The famous couple’s sentencing came three months after they reversed course and admitted to participating in the college admissions cheating scheme that has laid bare the lengths to which some wealthy parents will go to get their kids into elite universities.
They are among nearly 30 prominent parents to plead guilty in the case, which federal prosecutors dubbed ‘Operation Varsity Blues.’
Actor Lori Loughlin, and her husband, fashion designer Mossimo Giannulli had insisted for more than a year that they believed their payments were ‘legitimate donations’
It uncovered hefty bribes to get undeserving kids into college with rigged test scores or fake athletic credentials.
Loughlin and Giannulli had insisted for more than a year that they believed their payments were ‘legitimate donations’ and accused prosecutors of hiding crucial evidence that could prove the couple’s innocence because it would undermine their case.
The case shattered the clean image of Loughlin, who gained fame for her role as the wholesome Aunt Becky in the sitcom ‘Full House’ that ran from the late 1980s to mid-1990s, and later became queen of the Hallmark channel with her holiday movies and the series ‘When Calls the Heart.’
Prosecutors said Giannulli deserved a tougher sentence because he was ‘the more active participant in the scheme,’ while Loughlin ‘took a less active role, but was nonetheless fully complicit.’
The couple funneled money through a sham charity operated by Rick Singer — the admissions consultant at the center of the scheme — to get their two daughters into USC as crew recruits, even though neither was a rower, authorities said.
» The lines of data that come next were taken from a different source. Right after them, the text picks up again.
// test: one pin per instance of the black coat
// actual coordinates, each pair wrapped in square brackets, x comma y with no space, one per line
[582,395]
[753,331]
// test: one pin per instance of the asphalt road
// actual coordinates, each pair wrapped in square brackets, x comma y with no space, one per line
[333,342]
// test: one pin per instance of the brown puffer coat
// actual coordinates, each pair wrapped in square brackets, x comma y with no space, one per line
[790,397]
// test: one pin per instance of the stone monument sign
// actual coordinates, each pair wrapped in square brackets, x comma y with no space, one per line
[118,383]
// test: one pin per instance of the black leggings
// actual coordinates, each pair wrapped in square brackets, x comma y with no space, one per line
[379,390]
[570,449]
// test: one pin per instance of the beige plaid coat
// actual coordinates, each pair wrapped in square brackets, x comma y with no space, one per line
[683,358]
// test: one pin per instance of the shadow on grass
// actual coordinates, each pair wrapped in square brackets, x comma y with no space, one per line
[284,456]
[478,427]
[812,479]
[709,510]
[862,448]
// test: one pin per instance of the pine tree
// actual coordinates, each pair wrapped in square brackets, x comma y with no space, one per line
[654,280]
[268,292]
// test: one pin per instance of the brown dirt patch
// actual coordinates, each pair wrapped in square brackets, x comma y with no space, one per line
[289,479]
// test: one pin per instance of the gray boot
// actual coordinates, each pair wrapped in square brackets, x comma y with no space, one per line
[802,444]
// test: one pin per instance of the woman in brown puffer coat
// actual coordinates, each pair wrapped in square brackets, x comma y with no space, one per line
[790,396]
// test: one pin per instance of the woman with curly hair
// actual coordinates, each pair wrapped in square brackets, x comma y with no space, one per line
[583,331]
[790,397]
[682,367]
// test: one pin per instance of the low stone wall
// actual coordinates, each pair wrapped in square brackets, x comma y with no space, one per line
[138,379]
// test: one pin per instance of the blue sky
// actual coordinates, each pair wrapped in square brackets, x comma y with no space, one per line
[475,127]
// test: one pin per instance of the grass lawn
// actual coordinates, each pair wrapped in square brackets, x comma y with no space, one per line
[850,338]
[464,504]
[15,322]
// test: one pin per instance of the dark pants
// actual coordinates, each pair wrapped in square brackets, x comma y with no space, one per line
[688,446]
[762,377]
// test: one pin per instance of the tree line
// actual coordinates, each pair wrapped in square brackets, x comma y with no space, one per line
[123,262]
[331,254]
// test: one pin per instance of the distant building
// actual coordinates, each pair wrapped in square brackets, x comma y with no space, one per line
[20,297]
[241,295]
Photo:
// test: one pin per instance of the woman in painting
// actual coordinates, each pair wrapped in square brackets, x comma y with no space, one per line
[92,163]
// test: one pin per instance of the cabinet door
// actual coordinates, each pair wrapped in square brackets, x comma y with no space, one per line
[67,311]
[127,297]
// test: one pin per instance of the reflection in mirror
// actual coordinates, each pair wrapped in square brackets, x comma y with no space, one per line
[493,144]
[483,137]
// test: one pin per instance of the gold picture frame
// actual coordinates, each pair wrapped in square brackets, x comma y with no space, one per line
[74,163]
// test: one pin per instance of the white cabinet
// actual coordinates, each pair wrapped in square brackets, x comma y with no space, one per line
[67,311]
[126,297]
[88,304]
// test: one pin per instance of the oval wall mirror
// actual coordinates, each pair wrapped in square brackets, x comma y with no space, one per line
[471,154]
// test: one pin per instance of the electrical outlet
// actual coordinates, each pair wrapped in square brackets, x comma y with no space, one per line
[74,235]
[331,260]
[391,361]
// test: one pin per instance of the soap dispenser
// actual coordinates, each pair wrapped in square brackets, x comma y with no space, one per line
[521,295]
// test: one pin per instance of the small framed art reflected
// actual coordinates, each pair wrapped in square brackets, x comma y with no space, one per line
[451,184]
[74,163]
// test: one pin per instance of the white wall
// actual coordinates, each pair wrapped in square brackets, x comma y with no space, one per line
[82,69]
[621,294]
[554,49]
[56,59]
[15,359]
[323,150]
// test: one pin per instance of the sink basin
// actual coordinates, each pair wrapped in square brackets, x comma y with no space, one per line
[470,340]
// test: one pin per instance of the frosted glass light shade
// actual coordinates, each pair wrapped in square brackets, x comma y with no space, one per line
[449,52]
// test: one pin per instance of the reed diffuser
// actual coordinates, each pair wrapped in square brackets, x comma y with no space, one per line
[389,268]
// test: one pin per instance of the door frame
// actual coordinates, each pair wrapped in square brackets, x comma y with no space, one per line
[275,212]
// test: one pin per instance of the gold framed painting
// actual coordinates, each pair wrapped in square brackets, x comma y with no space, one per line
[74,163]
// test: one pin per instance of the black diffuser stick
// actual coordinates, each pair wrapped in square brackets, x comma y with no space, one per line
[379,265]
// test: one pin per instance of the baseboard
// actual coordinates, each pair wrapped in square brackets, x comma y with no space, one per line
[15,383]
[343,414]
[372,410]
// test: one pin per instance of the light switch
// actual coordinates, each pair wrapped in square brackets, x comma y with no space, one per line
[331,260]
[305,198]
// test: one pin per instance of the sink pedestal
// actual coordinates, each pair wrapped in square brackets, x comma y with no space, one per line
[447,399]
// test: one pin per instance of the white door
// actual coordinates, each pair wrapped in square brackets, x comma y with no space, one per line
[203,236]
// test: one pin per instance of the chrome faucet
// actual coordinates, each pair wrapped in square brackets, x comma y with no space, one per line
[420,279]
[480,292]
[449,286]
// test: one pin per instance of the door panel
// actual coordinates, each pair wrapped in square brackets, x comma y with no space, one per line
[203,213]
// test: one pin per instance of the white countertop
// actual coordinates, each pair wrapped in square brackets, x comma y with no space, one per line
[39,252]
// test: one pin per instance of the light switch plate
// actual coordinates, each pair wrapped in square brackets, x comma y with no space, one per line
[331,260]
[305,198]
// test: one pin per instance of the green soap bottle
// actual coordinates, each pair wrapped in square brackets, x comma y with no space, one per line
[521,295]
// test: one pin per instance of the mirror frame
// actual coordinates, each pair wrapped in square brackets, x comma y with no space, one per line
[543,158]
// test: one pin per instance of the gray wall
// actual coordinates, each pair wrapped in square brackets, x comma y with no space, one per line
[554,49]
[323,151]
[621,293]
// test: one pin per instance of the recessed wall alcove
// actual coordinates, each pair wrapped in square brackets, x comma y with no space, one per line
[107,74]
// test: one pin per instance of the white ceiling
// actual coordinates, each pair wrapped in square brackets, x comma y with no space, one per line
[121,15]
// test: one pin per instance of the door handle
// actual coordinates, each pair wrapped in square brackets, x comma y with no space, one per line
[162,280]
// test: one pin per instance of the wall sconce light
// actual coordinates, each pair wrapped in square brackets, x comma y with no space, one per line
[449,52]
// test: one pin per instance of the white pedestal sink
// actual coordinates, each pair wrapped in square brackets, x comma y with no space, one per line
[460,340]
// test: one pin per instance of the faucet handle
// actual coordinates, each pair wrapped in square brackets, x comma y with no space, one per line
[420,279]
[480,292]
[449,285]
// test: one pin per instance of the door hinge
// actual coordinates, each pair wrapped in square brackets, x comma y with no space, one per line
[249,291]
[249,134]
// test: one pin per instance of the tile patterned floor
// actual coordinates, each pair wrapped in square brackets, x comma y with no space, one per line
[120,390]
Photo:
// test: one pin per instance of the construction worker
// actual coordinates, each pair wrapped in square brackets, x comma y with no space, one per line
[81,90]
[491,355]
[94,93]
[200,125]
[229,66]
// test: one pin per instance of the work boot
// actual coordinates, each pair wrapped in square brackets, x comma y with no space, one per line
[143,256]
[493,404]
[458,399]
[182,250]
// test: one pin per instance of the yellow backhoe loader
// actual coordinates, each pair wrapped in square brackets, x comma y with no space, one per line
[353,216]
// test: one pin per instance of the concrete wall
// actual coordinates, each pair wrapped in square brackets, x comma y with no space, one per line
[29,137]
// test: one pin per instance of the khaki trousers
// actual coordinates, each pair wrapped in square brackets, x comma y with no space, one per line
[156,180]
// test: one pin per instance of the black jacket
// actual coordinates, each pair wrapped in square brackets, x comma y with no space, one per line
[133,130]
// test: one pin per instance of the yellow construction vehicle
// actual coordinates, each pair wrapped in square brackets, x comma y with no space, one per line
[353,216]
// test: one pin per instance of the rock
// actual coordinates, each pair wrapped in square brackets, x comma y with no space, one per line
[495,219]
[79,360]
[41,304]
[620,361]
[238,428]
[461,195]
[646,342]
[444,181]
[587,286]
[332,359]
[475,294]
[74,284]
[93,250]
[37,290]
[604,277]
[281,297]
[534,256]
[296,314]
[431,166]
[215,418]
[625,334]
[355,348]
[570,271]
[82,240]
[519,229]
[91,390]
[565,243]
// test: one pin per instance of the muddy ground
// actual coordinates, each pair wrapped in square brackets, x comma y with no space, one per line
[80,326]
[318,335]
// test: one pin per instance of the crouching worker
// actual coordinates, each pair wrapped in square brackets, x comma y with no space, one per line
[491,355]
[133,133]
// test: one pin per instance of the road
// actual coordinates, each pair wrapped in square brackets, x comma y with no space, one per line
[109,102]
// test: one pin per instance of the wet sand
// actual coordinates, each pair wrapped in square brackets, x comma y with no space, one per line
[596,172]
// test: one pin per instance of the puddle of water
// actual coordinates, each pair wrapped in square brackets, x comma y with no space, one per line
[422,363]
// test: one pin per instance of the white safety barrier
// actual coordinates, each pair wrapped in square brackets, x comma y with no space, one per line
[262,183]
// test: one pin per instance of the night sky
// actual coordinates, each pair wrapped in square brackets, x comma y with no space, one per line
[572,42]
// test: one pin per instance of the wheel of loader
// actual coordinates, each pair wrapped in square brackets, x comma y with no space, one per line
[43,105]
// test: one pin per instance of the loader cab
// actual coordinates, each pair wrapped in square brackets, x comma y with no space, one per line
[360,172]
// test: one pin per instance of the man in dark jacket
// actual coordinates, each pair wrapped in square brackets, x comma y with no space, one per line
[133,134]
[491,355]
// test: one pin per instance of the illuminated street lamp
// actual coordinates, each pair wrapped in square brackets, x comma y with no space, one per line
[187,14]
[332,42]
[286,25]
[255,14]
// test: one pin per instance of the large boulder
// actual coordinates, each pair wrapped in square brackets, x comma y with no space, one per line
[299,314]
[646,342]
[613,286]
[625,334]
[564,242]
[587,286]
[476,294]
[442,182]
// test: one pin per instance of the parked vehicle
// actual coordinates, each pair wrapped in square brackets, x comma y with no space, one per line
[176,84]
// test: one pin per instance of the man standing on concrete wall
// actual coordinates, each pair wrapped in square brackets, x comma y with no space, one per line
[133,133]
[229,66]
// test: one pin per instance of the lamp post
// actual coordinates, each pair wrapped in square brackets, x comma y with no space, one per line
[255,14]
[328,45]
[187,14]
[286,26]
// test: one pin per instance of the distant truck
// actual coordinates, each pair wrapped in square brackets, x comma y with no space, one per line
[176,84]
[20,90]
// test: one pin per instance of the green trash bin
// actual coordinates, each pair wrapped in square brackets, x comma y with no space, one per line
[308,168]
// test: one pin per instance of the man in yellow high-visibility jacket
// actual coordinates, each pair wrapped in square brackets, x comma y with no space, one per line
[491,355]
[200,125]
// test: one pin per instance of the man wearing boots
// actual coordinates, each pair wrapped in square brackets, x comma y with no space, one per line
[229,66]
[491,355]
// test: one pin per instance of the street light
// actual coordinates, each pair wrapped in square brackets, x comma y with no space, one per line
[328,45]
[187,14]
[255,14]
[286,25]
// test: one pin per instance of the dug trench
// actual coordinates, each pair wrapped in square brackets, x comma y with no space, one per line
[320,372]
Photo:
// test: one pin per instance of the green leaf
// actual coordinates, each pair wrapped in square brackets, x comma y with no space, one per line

Singer, who has also pleaded guilty, was expected to testify against them if they had gone to trial.
Investigators had recorded phone calls and emails showing the couple worked with Singer to get their daughters into USC with fake athletic profiles depicting them as star rowers.
In one email, Singer told Loughlin and Giannulli he needed a picture of their older daughter on a rowing machine in workout clothes ‘like a real athlete.’
Prosecutors said the couple allowed the girls ‘to become complicit in crime,’ instructing them to pose on rowing machines for photos and warning their younger daughter not too say too much to her high school counselor to avoid getting caught.